Republicans still dominate state government
“At the end of Gov. DeWine’s term [in 2027], Republicans will have held the governorship for 32 of 36 years” and other statewide elected offices for similar periods, said Kyle Kondik, managing editor of the politics newsletter Sabato’s Crystal Ball and author of “The Bellwether,” a book on Ohio’s historical role in presidential elections.
And in the Ohio House of Representatives and Ohio Senate, where the races are not statewide but by district, Republicans hold supermajorities (68% of the seats in the House and 78% in the Senate).
Kondik said he believes Republicans would still hold majorities if they didn’t also control the process of drawing district boundaries, but smaller ones. And, he added, “Perhaps Democrats could win a majority in the legislature with a nonpartisan map and a big wave” of Democratic voter turnout, as in 2006 and 2018.
What’s a “nonpartisan map”? That’s at the heart of the next constitutional amendment that Ohioans will vote on.
The Citizens Not Politicians amendment is intended to end gerrymandering, the old practice of drawing political district boundaries in ways that benefit one party over another. Both parties have used gerrymandering to their own advantage at different times and in different states. In Ohio today, it’s the Republicans who benefit.
You can read more about gerrymandering and the proposed amendment in this Signal Cleveland explainer.

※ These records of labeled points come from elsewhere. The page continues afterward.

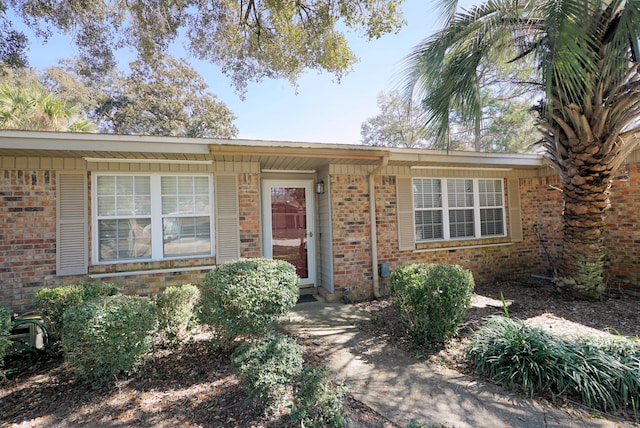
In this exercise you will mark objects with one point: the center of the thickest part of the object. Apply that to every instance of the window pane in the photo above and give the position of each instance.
(491, 222)
(461, 224)
(124, 239)
(460, 193)
(185, 195)
(490, 193)
(186, 236)
(428, 225)
(427, 193)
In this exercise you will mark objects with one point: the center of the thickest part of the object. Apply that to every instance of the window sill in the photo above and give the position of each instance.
(461, 247)
(150, 271)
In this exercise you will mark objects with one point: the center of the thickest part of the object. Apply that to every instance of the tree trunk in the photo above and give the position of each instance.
(586, 186)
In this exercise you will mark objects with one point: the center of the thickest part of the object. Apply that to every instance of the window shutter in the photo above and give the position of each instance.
(227, 219)
(406, 228)
(515, 214)
(71, 226)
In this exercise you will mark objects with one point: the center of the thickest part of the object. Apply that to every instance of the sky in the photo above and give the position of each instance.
(319, 109)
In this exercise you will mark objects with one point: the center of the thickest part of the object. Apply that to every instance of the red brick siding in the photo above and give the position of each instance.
(28, 241)
(622, 233)
(351, 234)
(27, 234)
(487, 263)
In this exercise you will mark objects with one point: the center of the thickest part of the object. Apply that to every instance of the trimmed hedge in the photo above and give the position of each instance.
(104, 337)
(176, 311)
(267, 368)
(245, 297)
(432, 299)
(53, 302)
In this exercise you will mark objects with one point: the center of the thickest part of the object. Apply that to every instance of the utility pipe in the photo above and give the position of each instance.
(373, 224)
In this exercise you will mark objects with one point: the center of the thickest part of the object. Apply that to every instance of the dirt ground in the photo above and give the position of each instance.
(190, 386)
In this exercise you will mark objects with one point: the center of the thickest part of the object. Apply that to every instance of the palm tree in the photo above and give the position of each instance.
(586, 63)
(33, 108)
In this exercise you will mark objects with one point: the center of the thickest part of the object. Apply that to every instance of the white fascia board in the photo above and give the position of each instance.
(100, 143)
(425, 157)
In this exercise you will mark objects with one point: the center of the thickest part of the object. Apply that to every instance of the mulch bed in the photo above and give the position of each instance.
(190, 386)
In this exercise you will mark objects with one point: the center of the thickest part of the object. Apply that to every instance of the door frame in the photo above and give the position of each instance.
(267, 233)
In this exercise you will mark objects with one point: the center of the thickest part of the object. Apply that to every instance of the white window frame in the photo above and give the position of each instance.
(445, 208)
(157, 244)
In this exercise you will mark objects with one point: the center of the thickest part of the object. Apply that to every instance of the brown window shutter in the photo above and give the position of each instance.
(406, 228)
(72, 249)
(227, 219)
(515, 214)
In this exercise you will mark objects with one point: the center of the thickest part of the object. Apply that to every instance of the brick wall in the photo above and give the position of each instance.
(622, 233)
(28, 243)
(27, 235)
(351, 234)
(500, 259)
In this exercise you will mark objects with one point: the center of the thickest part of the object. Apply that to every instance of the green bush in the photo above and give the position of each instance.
(318, 402)
(245, 297)
(432, 299)
(176, 311)
(103, 337)
(5, 331)
(53, 302)
(603, 374)
(267, 368)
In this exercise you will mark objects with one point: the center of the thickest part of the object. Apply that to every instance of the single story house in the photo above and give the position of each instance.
(147, 212)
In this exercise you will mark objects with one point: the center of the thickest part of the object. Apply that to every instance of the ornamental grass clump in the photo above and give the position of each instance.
(108, 336)
(267, 368)
(245, 297)
(602, 374)
(432, 299)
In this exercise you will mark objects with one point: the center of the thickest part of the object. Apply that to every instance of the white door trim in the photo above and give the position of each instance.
(267, 252)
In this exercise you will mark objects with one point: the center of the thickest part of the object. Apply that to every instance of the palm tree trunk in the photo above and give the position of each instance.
(586, 200)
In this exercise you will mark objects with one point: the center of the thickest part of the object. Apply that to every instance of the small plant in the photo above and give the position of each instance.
(53, 302)
(176, 311)
(602, 374)
(319, 401)
(267, 368)
(432, 299)
(104, 337)
(517, 355)
(244, 298)
(5, 331)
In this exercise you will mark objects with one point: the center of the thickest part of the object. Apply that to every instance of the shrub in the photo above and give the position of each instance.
(431, 299)
(176, 311)
(603, 374)
(319, 401)
(106, 336)
(267, 368)
(53, 302)
(5, 331)
(245, 297)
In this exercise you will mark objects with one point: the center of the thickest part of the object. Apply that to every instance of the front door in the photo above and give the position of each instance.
(289, 228)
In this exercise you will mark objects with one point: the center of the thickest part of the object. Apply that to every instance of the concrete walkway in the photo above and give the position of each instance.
(402, 388)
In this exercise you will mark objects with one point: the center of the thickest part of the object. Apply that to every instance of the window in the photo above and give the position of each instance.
(457, 208)
(152, 217)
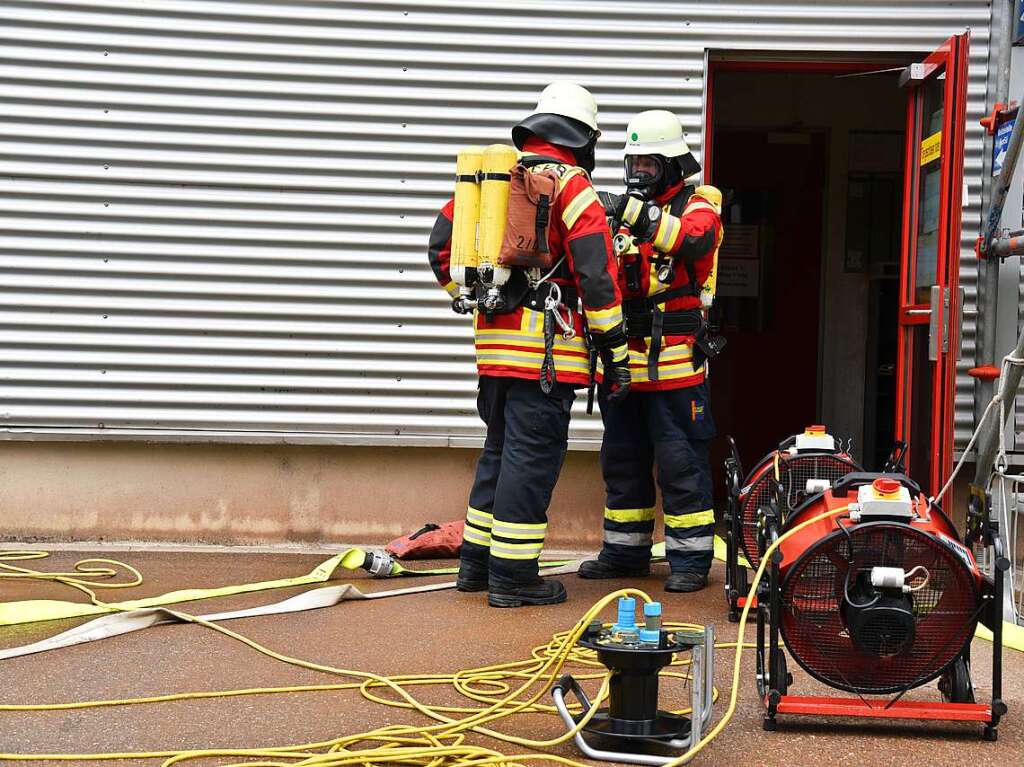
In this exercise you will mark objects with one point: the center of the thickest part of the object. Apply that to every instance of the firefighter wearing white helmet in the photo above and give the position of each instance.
(527, 423)
(672, 231)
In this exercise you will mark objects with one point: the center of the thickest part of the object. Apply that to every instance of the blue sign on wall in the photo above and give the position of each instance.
(1000, 144)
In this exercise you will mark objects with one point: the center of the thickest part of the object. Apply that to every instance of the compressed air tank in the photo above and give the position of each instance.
(496, 186)
(465, 223)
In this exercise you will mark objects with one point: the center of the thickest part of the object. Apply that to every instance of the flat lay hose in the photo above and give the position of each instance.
(504, 689)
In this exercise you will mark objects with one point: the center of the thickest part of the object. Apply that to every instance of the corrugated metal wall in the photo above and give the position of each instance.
(213, 215)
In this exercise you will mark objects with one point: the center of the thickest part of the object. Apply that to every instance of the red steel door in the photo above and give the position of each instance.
(929, 311)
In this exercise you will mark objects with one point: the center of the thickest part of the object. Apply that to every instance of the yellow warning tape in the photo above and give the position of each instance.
(1013, 636)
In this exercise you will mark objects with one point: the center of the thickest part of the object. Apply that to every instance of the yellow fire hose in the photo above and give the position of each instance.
(443, 743)
(90, 574)
(504, 689)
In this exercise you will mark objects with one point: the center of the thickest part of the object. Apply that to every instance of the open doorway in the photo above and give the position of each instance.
(810, 159)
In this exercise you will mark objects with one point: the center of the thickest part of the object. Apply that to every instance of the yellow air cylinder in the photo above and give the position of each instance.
(465, 253)
(499, 159)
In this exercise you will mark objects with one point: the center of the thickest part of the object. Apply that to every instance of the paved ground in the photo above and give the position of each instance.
(437, 632)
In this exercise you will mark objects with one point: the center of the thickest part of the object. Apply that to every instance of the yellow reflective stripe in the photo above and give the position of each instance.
(509, 358)
(629, 515)
(692, 519)
(602, 320)
(577, 344)
(502, 553)
(473, 536)
(569, 174)
(538, 528)
(516, 551)
(479, 518)
(668, 230)
(572, 211)
(699, 205)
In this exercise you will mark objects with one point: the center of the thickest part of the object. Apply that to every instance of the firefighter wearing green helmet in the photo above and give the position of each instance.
(668, 249)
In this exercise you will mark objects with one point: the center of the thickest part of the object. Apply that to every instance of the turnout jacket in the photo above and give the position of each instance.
(694, 236)
(511, 344)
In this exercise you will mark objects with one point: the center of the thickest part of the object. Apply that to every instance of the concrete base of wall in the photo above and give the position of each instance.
(258, 494)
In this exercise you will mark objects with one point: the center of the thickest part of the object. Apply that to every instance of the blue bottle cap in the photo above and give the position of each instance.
(652, 608)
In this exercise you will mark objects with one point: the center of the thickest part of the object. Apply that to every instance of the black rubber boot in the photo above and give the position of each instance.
(686, 582)
(472, 576)
(542, 591)
(596, 569)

Governor DeWine recently announced his opposition to the amendment. But Fair Districts Ohio, the organization behind the amendment, gathered about 120,000 more signatures than were needed, and in more counties, to get the measure on the ballot. And if the amendment passes, it won’t just be another example of Ohio voters defying the party that they keep sending back to office, but also taking away some of its power.